Phylogenetic analyses using N protein nucleotide sequences (Fig. 2a) indicate that UP01 grouped in the Western Hemisphere clade. This clade contains isolates from the US and the Netherlands, but also one isolate from Japan (AB894565.1), again indicating that INSV was probably introduced into different regions via import of infected plant material. UP01N protein shares very high aa identity with other INSV isolates (Additional file 10).

The division into Western Hemisphere and Asian clade is also congruent when looking at the phylogenetic analyses of the S segment (Fig. 2c), where UP01 belongs to the Western Hemisphere clade and is distantly related to the Chinese isolate (GU112504.1). But while for the M segment UP01 is closely related to the reference sequence (M74904.1, NC_003616.1), with whom it shares a more recent origin (bootstrap value > 90%), and it is less related with USA WA Basil isolate (KX790322.1) (bootstrap value > 90%) (Fig. 1c), the phylogenetic study of the S segment (Fig. 2c) revealed that UP01 is more related to the USA WA basil isolate than to the reference sequence. This observation, for the first time, questions combining in a reference genome sequences that superficially seem to belong to the same isolate, but that could belong to distinct clades, when analyzed using a larger number of sequences. An alternative explanation to our result could indicate a reassortment event between isolates from in different geographic regions that led to the emergence of the reference genome. Interestingly, the USA CA lettuce isolate SV-L1 (NSs KF745142.1 and N KF745140.1, respectively) that was isolated from an INSV outbreak in Coastal California clustered with other US isolates when its NSs (Fig. 2b) and N ORFs (Fig. 2a) were analyzed, but its NSm (KF745141.1) sequence grouped with the Asian clade with high bootstrap support (Fig. 1b), indicating a possible reassortment or recombination event. Unfortunately, the Gn/Gc sequences for these isolates are not available to support these hypotheses.

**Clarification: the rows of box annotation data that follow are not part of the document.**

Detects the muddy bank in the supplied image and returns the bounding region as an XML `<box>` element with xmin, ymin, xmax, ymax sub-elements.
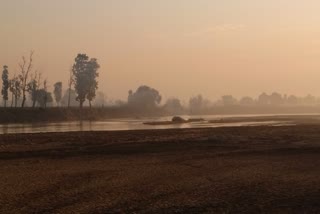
<box><xmin>0</xmin><ymin>125</ymin><xmax>320</xmax><ymax>213</ymax></box>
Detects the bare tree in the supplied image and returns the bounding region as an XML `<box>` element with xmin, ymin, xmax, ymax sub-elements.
<box><xmin>1</xmin><ymin>65</ymin><xmax>10</xmax><ymax>107</ymax></box>
<box><xmin>27</xmin><ymin>71</ymin><xmax>41</xmax><ymax>108</ymax></box>
<box><xmin>10</xmin><ymin>75</ymin><xmax>21</xmax><ymax>107</ymax></box>
<box><xmin>72</xmin><ymin>54</ymin><xmax>100</xmax><ymax>108</ymax></box>
<box><xmin>68</xmin><ymin>69</ymin><xmax>74</xmax><ymax>108</ymax></box>
<box><xmin>19</xmin><ymin>51</ymin><xmax>34</xmax><ymax>108</ymax></box>
<box><xmin>53</xmin><ymin>82</ymin><xmax>62</xmax><ymax>106</ymax></box>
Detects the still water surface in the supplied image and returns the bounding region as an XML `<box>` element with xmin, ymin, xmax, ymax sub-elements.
<box><xmin>0</xmin><ymin>115</ymin><xmax>296</xmax><ymax>134</ymax></box>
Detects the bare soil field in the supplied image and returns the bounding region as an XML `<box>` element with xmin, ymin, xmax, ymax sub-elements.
<box><xmin>0</xmin><ymin>125</ymin><xmax>320</xmax><ymax>214</ymax></box>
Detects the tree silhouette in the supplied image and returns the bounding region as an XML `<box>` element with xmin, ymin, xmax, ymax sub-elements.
<box><xmin>10</xmin><ymin>76</ymin><xmax>22</xmax><ymax>107</ymax></box>
<box><xmin>53</xmin><ymin>82</ymin><xmax>62</xmax><ymax>106</ymax></box>
<box><xmin>27</xmin><ymin>71</ymin><xmax>41</xmax><ymax>108</ymax></box>
<box><xmin>19</xmin><ymin>51</ymin><xmax>34</xmax><ymax>108</ymax></box>
<box><xmin>87</xmin><ymin>59</ymin><xmax>100</xmax><ymax>108</ymax></box>
<box><xmin>72</xmin><ymin>54</ymin><xmax>100</xmax><ymax>108</ymax></box>
<box><xmin>1</xmin><ymin>65</ymin><xmax>10</xmax><ymax>107</ymax></box>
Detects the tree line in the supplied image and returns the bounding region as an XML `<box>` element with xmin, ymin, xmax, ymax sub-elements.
<box><xmin>1</xmin><ymin>51</ymin><xmax>100</xmax><ymax>108</ymax></box>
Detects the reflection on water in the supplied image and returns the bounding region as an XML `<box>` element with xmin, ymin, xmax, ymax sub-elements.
<box><xmin>0</xmin><ymin>115</ymin><xmax>296</xmax><ymax>134</ymax></box>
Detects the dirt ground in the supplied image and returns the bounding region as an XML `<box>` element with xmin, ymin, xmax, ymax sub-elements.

The phylogenetic analysis of the N protein (Fig. 2a) is the one for which more sequences are available, and highlights how having a large number of sequences can resolve better the INSV phylogeny and can be epidemiologically informative. In fact, in the case of the INSV sequences reported in a recent outbreak in lettuce in Costal California [31], phylogeny shows that all lettuce strains responsible for the outbreak were identical or highly related, but they differed from isolates found in the surrounding weeds and crops.

Result of the analysis of putative reassortment/recombination suggests that a recombination event involving UP01 might have happened. As mentioned above, phylogenetic analysis also supports the predicted recombination event (Fig. 3) and further confirms the occurrence of genetic exchanges in the evolution of orthotospoviruses. Reassortment is also biologically important because it could result in new resistant-breaking strains [45, 53, 54] or emergence of new viruses [55].

Limitations

Additional complete genome sequences from the INSV outbreak in Coastal California would be needed to confirm reassortment and recombination events between INSV isolates.